Je me demandais ce qu'elle devenait ; était-elle blessée ? Perdue ? En danger ? Et si en ce moment-même elle avait besoin qu'on la sauve ?

Je la voyais partout, même là où elle n'était pas... Là, c'était une maison où elle avait soigné une petite fille malade, ici, c'était la rue où je l'avais vue pour la première fois depuis longtemps, juste avant qu'elle n'aide cette femme enceinte que des gardes avaient frappée. Dans cette rue, je l'avais embrassée pour la première fois, afin de tromper un garde sur la nature de nos faits et gestes. Elle en coureuse de remparts, et moi en homme cherchant les plaisirs des femmes de son genre. Au loin, dans la forêt de Sherwood, elle avait été pris en embuscade par Will qui jouait les nobles égarés et dépouillés par des hors-la-loi, juste avant que nous les attaquions... cette fois encore, je l'avais embrassée. Ou alors, au château, c'était là où sa présence était des plus fortes, où son odeur avait laissé son empreinte gravée dans le marbre. Mais aussi le vert des arbres, de l'herbe, la douceur du vent semblable à la caresse de ses lèvres contre les miennes. Dans cette nuit noire, où perçaient une infinité d'étoiles lumineuses, les seuls moments où je la croisais.

Mais je la retrouvais également là où elle n'avait jamais mis les pieds. Ces fermes au loin qui approvisionnaient le château, ces paysans qui travaillaient durs alors qu'elle n'avait qu'à demander pour avoir le plus luxueux des plats. Sur les chemins où nombre de voyageurs marchait chaque jour, à pied, et elle, en carrosse.

- J'en étais sûr, marmonna une voix.

En moins d'une seconde, ma flèche était bandée et prête à être envoyée sur la personne qui venait d'arriver. Frère Tuck leva les mains en l'air et me fit signe de me calmer. Malgré la noirceur des lieux, je reconnus sa soutane et ses sandales pauvres. Sa capuche était relevée sur sa tête coiffée de la tonsure réservé aux gens au service du Seigneur.

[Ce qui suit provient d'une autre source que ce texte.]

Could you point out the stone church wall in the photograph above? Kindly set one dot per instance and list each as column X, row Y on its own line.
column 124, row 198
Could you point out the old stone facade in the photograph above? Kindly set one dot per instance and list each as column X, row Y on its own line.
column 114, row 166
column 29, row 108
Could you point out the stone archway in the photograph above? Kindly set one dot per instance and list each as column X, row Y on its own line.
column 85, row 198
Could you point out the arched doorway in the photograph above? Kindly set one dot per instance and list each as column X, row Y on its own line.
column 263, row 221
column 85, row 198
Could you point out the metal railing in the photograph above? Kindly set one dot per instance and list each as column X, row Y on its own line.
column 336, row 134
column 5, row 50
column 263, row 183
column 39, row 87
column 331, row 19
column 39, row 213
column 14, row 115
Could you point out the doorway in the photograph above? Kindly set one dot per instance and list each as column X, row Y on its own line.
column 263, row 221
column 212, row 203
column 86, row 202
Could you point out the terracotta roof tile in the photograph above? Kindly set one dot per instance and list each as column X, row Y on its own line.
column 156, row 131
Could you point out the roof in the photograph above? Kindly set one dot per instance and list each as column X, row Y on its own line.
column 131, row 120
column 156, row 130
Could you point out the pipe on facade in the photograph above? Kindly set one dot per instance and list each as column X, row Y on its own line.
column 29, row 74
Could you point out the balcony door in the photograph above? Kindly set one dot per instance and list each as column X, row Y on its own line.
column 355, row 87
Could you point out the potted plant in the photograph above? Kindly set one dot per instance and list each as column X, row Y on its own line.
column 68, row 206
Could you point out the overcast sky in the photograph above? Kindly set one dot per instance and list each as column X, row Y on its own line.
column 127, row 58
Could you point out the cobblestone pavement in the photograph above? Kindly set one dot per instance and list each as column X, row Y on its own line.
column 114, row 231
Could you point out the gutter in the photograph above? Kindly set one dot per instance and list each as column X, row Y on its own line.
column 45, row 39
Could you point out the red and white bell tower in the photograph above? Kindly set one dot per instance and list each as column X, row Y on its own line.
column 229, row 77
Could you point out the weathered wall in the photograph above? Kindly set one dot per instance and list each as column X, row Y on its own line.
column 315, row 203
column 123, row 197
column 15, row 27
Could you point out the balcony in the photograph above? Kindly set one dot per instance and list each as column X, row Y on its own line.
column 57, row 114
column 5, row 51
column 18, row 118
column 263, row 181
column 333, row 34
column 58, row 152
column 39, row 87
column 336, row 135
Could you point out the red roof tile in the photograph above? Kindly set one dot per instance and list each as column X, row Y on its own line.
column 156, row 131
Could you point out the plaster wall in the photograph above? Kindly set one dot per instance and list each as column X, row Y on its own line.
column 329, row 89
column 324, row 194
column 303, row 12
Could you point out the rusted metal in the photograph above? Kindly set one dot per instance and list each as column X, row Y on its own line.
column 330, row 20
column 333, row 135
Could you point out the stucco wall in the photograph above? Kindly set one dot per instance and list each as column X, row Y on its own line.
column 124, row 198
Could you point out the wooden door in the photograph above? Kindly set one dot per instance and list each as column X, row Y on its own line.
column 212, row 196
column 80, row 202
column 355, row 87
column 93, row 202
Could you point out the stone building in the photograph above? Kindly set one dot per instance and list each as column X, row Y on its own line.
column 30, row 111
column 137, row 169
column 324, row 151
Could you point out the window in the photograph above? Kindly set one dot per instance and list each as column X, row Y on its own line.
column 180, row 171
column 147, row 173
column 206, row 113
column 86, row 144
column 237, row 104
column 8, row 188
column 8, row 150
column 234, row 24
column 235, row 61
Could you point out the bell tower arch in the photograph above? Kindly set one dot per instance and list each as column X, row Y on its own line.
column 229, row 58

Un jeune garçon était à ses côtés, peu sûr de lui, intimidé. Il baissait les yeux vers le toit et ne les releva pas.

- Robin, qu'est-ce que tu fais sur le toit de la maison du Seigneur ?

- Je regarde le paysage, répondis-je.

« Je la cherche... » pensai-je.

- Hé bien, mon fils, trouve-toi un autre toit pour le faire, veux-tu ? La maison du Seigneur n'est pas faite pour cela...

Je ne répliquai rien et mon silence fut éloquent. Frère Tuck soupira, et il marcha doucement et prudemment jusqu'à moi avant de s'asseoir en s'appuyant sur mon épaule pour éviter de déraper. Il soupira une nouvelle fois puis me sourit.